Note that the dataype of each column name is a tuple. For example, let us find the datatype of the $1^{st}$ column name:

In [223]:
#First column name
df_example.columns[0]

('Illinois', 'Evanston')

In [220]:
#Datatype of first column name
type(df_example.columns[0])

tuple

Thus columns at the inner levels can be accessed by specifying the name as a tuple. For example, let us subset the column `Evanston`:

In [225]:
#Subsetting the column 'Evanston'
df_example[('Illinois','Evanston')]

Information type  Statistic        
Demographics      Population           771517.0
                  Unemployement (%)         4.2
Geography         Area (mile-sq)            7.8
                  Elevation (feet)       6749.0
Name: (Illinois, Evanston), dtype: float64

In [254]:
#Subsetting the columns 'Evanston' and 'Chicago' of the outer column level 'Illinois'
df_example.loc[:,('Illinois',['Evanston','Chicago'])]

Unnamed: 0_level_0,State,Illinois,Illinois
Unnamed: 0_level_1,City,Evanston,Chicago
Information type,Statistic,Unnamed: 2_level_2,Unnamed: 3_level_2
Demographics,Population,771517.0,2697000.0
Demographics,Unemployement (%),4.2,5.6
Geography,Area (mile-sq),7.8,234.5
Geography,Elevation (feet),6749.0,597.0


### Practice exercise 1

Read the table consisting of GDP per capita of countries from the webpage: https://en.wikipedia.org/wiki/List_of_countries_by_GDP_(nominal)_per_capita . 

To only read the relevant table, read the tables that contain the word *'Country'*. How many levels of indexing are there in the rows and columns?

In [None]:
#| echo: false
#| eval: false

dfs = pd.read_html('https://en.wikipedia.org/wiki/List_of_countries_by_GDP_(nominal)_per_capita', match = 'Country')
gdp_per_capita = dfs[0]
gdp_per_capita

#### 
Subset a DataFrame that select the country, and the United Nations estimates of GDP per capita with the corresponding year.

In [None]:
#| echo: false
#| eval: false
gdp_per_capita.loc[:,['Country/Territory','United Nations[6]']]

#### 
Subset a DataFrame that select only the World Bank and United Nations estimates of GDP per capita without the corresponding year or country.

In [None]:
#| echo: false
#| eval: false
gdp_per_capita.loc[:,(['World Bank[5]','United Nations[6]'],'Estimate')]

#### 
Subset a DataFrame that select the country and only the World Bank and United Nations estimates of GDP per capita without the corresponding year or country.

In [None]:
#| echo: false
#| eval: false
gdp_per_capita.loc[:,[('Country/Territory','Country/Territory'),('United Nations[6]','Estimate'),('World Bank[5]','Estimate')]]

Drop all columns consisting of years.

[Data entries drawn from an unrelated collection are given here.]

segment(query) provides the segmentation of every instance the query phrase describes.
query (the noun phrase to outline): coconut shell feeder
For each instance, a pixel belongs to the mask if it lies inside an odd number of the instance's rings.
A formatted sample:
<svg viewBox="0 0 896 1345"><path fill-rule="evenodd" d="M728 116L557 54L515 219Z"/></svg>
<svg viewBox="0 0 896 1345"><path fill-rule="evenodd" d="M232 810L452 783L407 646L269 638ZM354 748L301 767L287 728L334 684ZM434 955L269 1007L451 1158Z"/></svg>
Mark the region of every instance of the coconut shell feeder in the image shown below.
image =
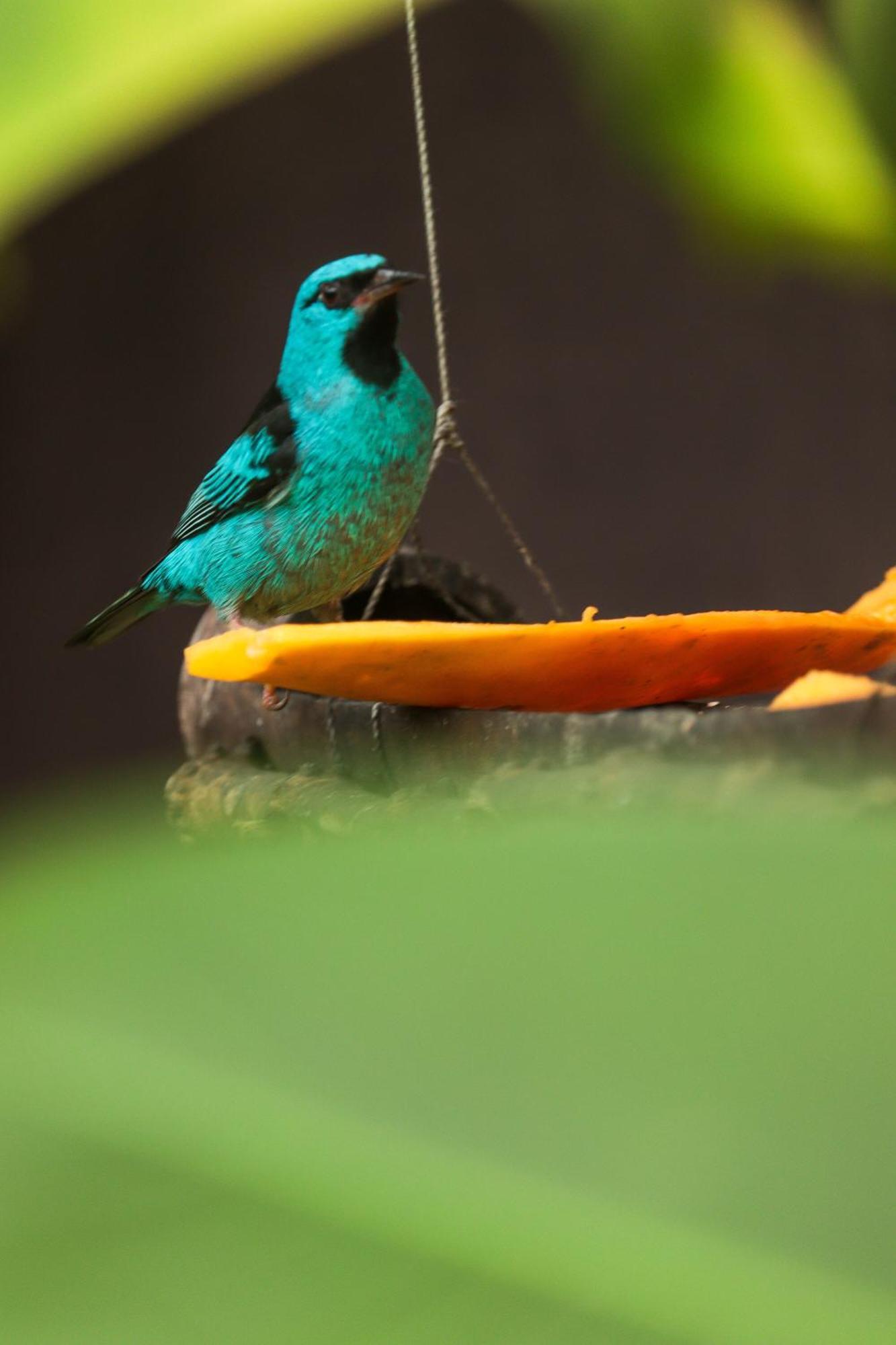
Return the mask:
<svg viewBox="0 0 896 1345"><path fill-rule="evenodd" d="M168 785L175 816L192 829L351 820L406 791L600 768L620 751L893 764L896 697L880 670L896 660L896 569L848 612L561 619L457 426L414 0L405 17L439 360L431 472L447 453L468 468L557 620L521 623L491 584L418 545L344 600L339 623L300 613L225 631L206 612L180 678L188 761ZM289 691L277 713L262 686Z"/></svg>

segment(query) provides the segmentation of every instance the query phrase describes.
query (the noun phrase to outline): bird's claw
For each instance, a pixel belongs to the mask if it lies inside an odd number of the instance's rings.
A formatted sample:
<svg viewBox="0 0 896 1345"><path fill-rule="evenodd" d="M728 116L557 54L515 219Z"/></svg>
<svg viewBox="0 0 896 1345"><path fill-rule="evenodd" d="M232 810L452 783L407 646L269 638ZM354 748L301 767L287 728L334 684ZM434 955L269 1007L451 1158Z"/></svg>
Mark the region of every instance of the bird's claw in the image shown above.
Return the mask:
<svg viewBox="0 0 896 1345"><path fill-rule="evenodd" d="M283 710L288 699L289 691L284 691L278 686L265 686L261 693L261 707L262 710Z"/></svg>

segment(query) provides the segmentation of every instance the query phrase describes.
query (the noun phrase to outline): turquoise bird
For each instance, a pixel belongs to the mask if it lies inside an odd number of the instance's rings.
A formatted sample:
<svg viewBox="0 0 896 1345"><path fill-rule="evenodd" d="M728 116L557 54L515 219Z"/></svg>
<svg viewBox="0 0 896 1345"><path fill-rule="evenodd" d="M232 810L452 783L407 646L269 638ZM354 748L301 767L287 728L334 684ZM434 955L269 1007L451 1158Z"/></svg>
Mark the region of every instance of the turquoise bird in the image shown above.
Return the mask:
<svg viewBox="0 0 896 1345"><path fill-rule="evenodd" d="M105 644L174 603L222 620L338 616L397 549L426 486L433 404L396 347L398 291L421 280L344 257L296 296L280 373L202 479L168 551L67 642Z"/></svg>

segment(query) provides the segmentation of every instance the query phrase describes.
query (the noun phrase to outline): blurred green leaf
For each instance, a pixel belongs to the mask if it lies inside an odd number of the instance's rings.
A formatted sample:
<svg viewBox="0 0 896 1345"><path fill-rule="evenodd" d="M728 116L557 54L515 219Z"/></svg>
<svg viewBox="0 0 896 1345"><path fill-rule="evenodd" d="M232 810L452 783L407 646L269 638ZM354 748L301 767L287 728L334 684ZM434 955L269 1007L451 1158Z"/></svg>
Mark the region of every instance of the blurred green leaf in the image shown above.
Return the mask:
<svg viewBox="0 0 896 1345"><path fill-rule="evenodd" d="M833 0L831 12L856 87L896 153L896 5L892 0Z"/></svg>
<svg viewBox="0 0 896 1345"><path fill-rule="evenodd" d="M398 0L4 0L0 235L187 117L400 13Z"/></svg>
<svg viewBox="0 0 896 1345"><path fill-rule="evenodd" d="M889 1345L889 822L544 781L301 842L20 822L4 1340Z"/></svg>
<svg viewBox="0 0 896 1345"><path fill-rule="evenodd" d="M534 0L535 4L539 0ZM701 219L892 268L889 165L821 40L775 0L545 0L620 130Z"/></svg>

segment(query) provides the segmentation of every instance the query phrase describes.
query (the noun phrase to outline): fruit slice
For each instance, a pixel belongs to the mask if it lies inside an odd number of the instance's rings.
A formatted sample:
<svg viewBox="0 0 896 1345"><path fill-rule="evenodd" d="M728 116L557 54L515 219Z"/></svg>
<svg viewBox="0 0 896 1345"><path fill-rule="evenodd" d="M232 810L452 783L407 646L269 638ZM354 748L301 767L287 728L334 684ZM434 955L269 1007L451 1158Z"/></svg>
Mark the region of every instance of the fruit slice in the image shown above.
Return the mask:
<svg viewBox="0 0 896 1345"><path fill-rule="evenodd" d="M398 705L612 710L776 691L896 656L896 570L849 612L698 612L546 625L348 621L230 631L194 677Z"/></svg>

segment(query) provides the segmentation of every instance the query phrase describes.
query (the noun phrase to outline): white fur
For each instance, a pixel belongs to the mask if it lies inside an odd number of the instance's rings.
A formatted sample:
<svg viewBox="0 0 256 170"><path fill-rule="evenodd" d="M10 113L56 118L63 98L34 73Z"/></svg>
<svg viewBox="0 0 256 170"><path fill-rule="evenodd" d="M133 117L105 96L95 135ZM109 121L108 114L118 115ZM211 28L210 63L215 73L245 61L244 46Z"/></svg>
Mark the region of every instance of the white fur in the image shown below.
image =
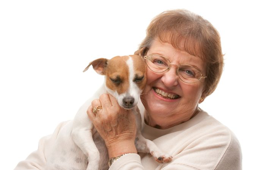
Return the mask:
<svg viewBox="0 0 256 170"><path fill-rule="evenodd" d="M103 93L109 93L113 95L118 99L120 105L123 97L127 95L134 97L134 104L138 104L141 90L133 82L134 71L131 57L128 60L127 63L129 72L130 87L128 91L121 95L118 94L116 91L107 88L104 83L80 108L74 120L67 124L60 130L58 138L56 139L55 144L52 146L52 153L49 155L46 156L47 165L45 169L108 169L108 155L104 141L94 128L86 111L91 101L99 99L101 94ZM140 110L136 106L132 109L132 111L136 117L137 134L135 145L138 152L150 153L155 159L159 156L169 156L163 154L154 142L146 139L141 135L141 117Z"/></svg>

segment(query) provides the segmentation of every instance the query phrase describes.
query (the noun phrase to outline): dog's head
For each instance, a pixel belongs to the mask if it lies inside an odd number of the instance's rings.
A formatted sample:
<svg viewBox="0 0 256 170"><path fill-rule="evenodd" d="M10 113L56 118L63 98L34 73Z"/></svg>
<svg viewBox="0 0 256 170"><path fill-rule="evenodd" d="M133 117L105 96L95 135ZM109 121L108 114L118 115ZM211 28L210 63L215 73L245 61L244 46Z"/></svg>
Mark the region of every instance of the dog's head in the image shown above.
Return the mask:
<svg viewBox="0 0 256 170"><path fill-rule="evenodd" d="M134 55L118 56L108 60L100 58L90 63L99 74L106 77L108 92L126 109L136 106L146 83L146 66L143 58L138 53Z"/></svg>

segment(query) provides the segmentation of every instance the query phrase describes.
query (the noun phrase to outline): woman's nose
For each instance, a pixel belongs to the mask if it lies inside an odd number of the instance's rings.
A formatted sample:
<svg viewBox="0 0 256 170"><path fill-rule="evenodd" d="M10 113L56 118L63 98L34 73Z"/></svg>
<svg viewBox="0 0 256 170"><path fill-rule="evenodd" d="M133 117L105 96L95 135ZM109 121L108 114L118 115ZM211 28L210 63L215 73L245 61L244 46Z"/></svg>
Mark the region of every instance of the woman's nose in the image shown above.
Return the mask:
<svg viewBox="0 0 256 170"><path fill-rule="evenodd" d="M173 65L171 66L168 70L163 73L161 79L165 85L170 87L177 85L179 79L177 67Z"/></svg>

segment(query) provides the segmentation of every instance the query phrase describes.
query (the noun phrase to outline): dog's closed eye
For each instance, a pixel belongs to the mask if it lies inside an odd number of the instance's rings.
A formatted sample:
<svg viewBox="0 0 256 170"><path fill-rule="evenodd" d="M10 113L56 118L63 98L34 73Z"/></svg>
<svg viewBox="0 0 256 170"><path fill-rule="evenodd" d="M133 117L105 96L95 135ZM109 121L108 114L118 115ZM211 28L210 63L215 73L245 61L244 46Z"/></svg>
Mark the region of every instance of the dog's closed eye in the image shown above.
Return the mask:
<svg viewBox="0 0 256 170"><path fill-rule="evenodd" d="M110 79L111 81L112 81L112 82L117 85L119 85L122 82L122 81L121 80L121 79L119 76L117 76L115 79L112 79L111 78L110 78Z"/></svg>
<svg viewBox="0 0 256 170"><path fill-rule="evenodd" d="M133 82L135 83L138 83L141 82L144 78L144 76L139 76L138 75L136 75L135 76L135 77L133 79Z"/></svg>

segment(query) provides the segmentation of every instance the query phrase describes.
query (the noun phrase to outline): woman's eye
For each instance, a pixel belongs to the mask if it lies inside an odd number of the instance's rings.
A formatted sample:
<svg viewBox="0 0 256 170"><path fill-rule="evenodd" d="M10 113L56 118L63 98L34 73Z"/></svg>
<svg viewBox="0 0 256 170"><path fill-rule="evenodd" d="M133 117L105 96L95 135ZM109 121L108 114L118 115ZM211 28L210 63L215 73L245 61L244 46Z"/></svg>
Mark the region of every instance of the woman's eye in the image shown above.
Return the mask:
<svg viewBox="0 0 256 170"><path fill-rule="evenodd" d="M189 75L190 76L195 76L195 73L194 73L193 71L192 70L185 70L185 71L186 73L187 73L188 75Z"/></svg>
<svg viewBox="0 0 256 170"><path fill-rule="evenodd" d="M156 64L161 65L165 64L164 62L163 62L163 60L160 59L155 60L154 62Z"/></svg>

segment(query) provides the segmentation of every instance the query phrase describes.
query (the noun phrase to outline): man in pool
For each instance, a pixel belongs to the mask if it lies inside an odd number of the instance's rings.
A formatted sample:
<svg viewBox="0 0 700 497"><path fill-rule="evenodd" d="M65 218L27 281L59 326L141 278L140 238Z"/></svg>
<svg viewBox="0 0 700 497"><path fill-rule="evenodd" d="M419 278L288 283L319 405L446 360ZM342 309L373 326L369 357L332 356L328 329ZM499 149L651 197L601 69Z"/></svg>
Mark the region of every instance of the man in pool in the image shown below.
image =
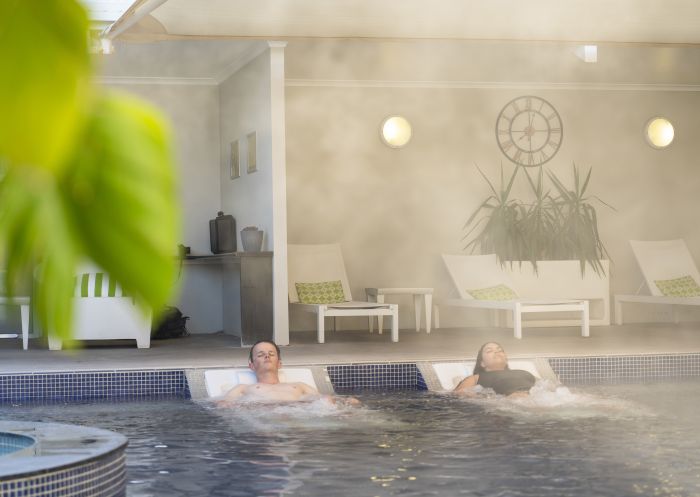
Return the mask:
<svg viewBox="0 0 700 497"><path fill-rule="evenodd" d="M248 367L255 372L258 382L232 388L219 402L220 406L236 402L303 402L322 398L306 383L280 383L281 353L273 341L261 340L250 348Z"/></svg>
<svg viewBox="0 0 700 497"><path fill-rule="evenodd" d="M508 368L508 357L496 342L487 342L476 355L471 376L464 378L454 389L457 393L474 394L474 387L491 388L500 395L528 395L535 384L535 377L528 371Z"/></svg>

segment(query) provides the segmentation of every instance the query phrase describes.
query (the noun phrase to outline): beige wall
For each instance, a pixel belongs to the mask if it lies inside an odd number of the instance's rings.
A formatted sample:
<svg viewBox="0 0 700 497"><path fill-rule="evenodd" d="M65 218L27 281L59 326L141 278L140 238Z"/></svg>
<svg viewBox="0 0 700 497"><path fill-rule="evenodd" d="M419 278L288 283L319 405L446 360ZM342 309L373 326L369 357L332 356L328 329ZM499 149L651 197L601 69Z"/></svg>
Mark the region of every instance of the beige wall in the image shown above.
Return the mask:
<svg viewBox="0 0 700 497"><path fill-rule="evenodd" d="M371 53L366 45L362 50ZM593 167L590 192L617 209L598 208L614 264L612 293L634 292L641 281L629 239L685 238L700 261L700 93L633 91L615 84L591 89L561 73L552 79L562 89L513 81L512 88L489 83L473 88L452 76L440 80L439 70L431 72L431 84L412 80L407 64L388 62L401 71L373 72L361 66L354 50L322 52L325 57L295 50L293 44L288 50L288 238L290 243L339 241L355 297L363 297L366 286L433 286L438 297L450 295L439 254L461 251L463 224L488 195L475 165L494 180L501 163L511 170L496 144L495 121L506 102L527 94L552 103L564 122L562 147L546 168L568 179L572 162ZM312 53L326 66L310 63L306 56ZM417 67L425 57L416 57ZM381 59L372 54L364 60L381 68ZM469 76L479 79L488 71L472 70ZM395 113L413 124L413 139L400 150L384 146L378 135L382 119ZM664 151L650 148L642 137L644 123L654 115L676 126L676 140ZM519 189L526 191L526 184ZM407 310L402 310L402 327L412 325ZM446 326L483 319L448 312L441 317ZM666 316L640 311L637 317ZM301 315L291 318L292 330L313 327Z"/></svg>
<svg viewBox="0 0 700 497"><path fill-rule="evenodd" d="M236 218L240 230L257 226L265 231L263 250L272 245L272 157L270 119L270 52L265 51L219 85L221 97L221 205ZM256 132L257 171L246 172L246 135ZM241 146L241 176L230 177L231 142Z"/></svg>

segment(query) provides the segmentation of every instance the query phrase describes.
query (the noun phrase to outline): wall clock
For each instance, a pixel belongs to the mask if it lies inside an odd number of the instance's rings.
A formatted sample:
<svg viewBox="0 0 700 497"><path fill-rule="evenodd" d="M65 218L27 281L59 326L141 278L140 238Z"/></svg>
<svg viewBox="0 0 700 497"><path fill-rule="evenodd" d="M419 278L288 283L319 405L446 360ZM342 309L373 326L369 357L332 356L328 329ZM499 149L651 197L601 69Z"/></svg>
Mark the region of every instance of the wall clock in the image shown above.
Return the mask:
<svg viewBox="0 0 700 497"><path fill-rule="evenodd" d="M514 98L496 119L498 146L508 159L521 166L541 166L551 160L563 139L559 113L540 97Z"/></svg>

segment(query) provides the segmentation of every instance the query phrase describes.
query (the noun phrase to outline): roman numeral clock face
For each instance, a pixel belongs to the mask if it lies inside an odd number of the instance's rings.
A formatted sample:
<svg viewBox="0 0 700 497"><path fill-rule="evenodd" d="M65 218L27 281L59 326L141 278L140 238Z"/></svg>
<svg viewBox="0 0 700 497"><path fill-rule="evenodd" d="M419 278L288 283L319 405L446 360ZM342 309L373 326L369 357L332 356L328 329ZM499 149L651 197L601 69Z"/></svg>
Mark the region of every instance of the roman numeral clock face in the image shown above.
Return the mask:
<svg viewBox="0 0 700 497"><path fill-rule="evenodd" d="M515 98L498 114L498 146L506 157L521 166L541 166L554 157L563 139L559 113L542 98Z"/></svg>

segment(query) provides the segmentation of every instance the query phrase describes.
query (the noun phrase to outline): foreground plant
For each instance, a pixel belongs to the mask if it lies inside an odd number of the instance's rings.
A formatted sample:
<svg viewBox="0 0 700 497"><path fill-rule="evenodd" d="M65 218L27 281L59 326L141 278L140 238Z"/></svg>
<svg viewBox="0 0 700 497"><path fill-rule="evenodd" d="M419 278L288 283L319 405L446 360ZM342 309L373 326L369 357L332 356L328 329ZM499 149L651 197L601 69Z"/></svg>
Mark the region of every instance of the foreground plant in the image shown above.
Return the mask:
<svg viewBox="0 0 700 497"><path fill-rule="evenodd" d="M504 181L501 166L501 186L496 189L477 167L491 193L470 215L465 224L464 239L469 240L465 250L482 254L495 253L501 263L529 261L537 270L538 260L579 260L581 273L586 265L600 274L604 272L601 260L609 258L598 231L598 215L593 202L612 207L587 189L592 169L582 179L573 165L573 188L566 185L551 171L547 178L555 194L545 187L540 168L533 179L525 176L533 195L530 202L511 198L519 166L510 179ZM613 209L614 210L614 209Z"/></svg>
<svg viewBox="0 0 700 497"><path fill-rule="evenodd" d="M160 309L179 230L169 130L94 84L87 31L74 0L0 2L0 255L9 292L33 279L37 316L61 338L85 259Z"/></svg>

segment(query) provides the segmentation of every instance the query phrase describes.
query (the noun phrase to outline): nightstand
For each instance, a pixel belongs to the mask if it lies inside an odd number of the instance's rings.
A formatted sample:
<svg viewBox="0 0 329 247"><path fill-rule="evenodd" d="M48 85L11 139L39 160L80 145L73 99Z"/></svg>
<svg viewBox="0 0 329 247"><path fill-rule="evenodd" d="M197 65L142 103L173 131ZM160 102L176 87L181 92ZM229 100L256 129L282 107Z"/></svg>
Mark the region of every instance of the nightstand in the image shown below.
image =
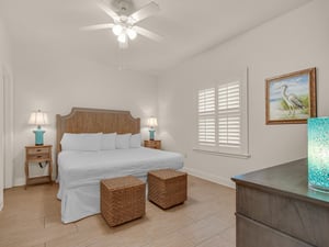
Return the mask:
<svg viewBox="0 0 329 247"><path fill-rule="evenodd" d="M161 141L160 139L146 139L144 141L144 146L149 147L149 148L155 148L155 149L161 149Z"/></svg>
<svg viewBox="0 0 329 247"><path fill-rule="evenodd" d="M25 189L30 184L38 184L49 182L52 184L53 159L52 159L52 145L42 146L25 146ZM38 165L43 167L48 165L48 175L30 178L29 166Z"/></svg>

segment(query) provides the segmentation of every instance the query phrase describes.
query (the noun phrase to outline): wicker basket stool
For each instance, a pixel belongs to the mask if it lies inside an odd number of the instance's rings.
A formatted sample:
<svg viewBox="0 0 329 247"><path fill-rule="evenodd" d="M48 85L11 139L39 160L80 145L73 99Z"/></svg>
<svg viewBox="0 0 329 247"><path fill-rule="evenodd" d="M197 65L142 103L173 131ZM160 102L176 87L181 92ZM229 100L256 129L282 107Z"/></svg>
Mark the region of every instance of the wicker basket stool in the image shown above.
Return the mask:
<svg viewBox="0 0 329 247"><path fill-rule="evenodd" d="M110 226L145 214L145 182L127 176L101 180L101 213Z"/></svg>
<svg viewBox="0 0 329 247"><path fill-rule="evenodd" d="M181 204L188 199L188 175L172 169L149 171L148 200L162 209Z"/></svg>

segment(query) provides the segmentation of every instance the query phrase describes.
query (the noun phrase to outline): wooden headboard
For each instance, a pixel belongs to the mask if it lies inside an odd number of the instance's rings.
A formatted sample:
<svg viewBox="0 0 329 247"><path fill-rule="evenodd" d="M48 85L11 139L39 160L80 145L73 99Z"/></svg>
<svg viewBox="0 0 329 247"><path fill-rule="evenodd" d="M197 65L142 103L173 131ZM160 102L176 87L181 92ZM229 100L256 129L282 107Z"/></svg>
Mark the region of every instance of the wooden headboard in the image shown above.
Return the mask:
<svg viewBox="0 0 329 247"><path fill-rule="evenodd" d="M114 133L137 134L140 132L140 119L134 119L129 111L72 108L68 115L56 115L56 150L60 151L64 133Z"/></svg>

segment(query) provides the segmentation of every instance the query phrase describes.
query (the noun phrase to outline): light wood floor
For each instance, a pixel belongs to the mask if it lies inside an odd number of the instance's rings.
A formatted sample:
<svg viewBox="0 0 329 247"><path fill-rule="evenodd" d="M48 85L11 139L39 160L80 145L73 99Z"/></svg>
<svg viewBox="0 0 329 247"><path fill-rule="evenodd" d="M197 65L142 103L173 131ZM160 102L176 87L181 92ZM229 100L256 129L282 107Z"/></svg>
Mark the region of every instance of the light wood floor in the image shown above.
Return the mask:
<svg viewBox="0 0 329 247"><path fill-rule="evenodd" d="M56 184L4 191L1 247L234 247L235 190L189 176L189 200L111 228L100 214L63 224Z"/></svg>

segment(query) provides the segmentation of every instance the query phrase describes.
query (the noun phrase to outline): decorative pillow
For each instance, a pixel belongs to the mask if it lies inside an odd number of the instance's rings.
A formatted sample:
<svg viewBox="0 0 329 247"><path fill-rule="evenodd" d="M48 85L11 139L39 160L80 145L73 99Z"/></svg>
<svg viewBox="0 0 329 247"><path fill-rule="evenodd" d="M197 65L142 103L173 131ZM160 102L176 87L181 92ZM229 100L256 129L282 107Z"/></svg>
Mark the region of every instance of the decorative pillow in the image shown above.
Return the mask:
<svg viewBox="0 0 329 247"><path fill-rule="evenodd" d="M102 133L65 133L60 141L63 150L100 150Z"/></svg>
<svg viewBox="0 0 329 247"><path fill-rule="evenodd" d="M140 147L141 136L140 133L131 136L131 147Z"/></svg>
<svg viewBox="0 0 329 247"><path fill-rule="evenodd" d="M115 138L115 147L117 149L127 149L131 145L131 136L132 134L118 134Z"/></svg>
<svg viewBox="0 0 329 247"><path fill-rule="evenodd" d="M116 133L109 133L102 135L101 149L113 150L115 149Z"/></svg>

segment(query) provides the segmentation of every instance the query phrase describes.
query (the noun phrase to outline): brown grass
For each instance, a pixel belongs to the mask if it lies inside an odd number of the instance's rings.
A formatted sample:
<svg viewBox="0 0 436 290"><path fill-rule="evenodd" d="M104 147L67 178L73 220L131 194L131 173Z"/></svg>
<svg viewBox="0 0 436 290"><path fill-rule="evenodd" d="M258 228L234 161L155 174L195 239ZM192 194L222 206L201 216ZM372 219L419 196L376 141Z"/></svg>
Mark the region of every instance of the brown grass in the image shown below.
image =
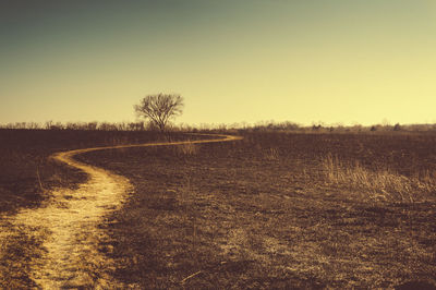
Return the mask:
<svg viewBox="0 0 436 290"><path fill-rule="evenodd" d="M370 170L358 160L351 164L331 154L323 158L323 167L328 182L350 186L372 198L413 203L436 192L436 171L433 177L428 170L422 178L405 177L391 169Z"/></svg>

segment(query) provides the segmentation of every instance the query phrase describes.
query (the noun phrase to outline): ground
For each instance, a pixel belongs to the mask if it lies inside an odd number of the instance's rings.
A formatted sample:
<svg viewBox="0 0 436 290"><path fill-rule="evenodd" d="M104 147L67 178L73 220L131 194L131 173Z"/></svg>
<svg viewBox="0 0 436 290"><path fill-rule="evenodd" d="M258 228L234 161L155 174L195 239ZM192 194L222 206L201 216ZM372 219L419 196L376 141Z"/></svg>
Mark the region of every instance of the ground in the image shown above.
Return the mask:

Use the `level` argument of the `drop()` method.

In [None]:
#| echo: false
#| eval: false
gdp_per_capita = gdp_per_capita.drop(columns='Year',level=1)
gdp_per_capita

In the dataset obtained above, drop the outer level of the column labels. Use the [`droplevel()`](https://pandas.pydata.org/docs/reference/api/pandas.DataFrame.droplevel.html) method.

In [None]:
#| echo: false
#| eval: false
gdp_per_capita.droplevel(1,axis=1)

### Practice exercise 2

Let us try to find the areas where NU students lack in diversity. Read *survey_data_clean.csv*. Use hierarchical indexing to classify the columns as follows:

Classify the following variables as *lifestyle*:

In [213]:
lifestyle = ['fav_alcohol', 'parties_per_month', 'smoke', 'weed','streaming_platforms', 'minutes_ex_per_week',
       'sleep_hours_per_day', 'internet_hours_per_day', 'procrastinator', 'num_clubs','student_athlete','social_media']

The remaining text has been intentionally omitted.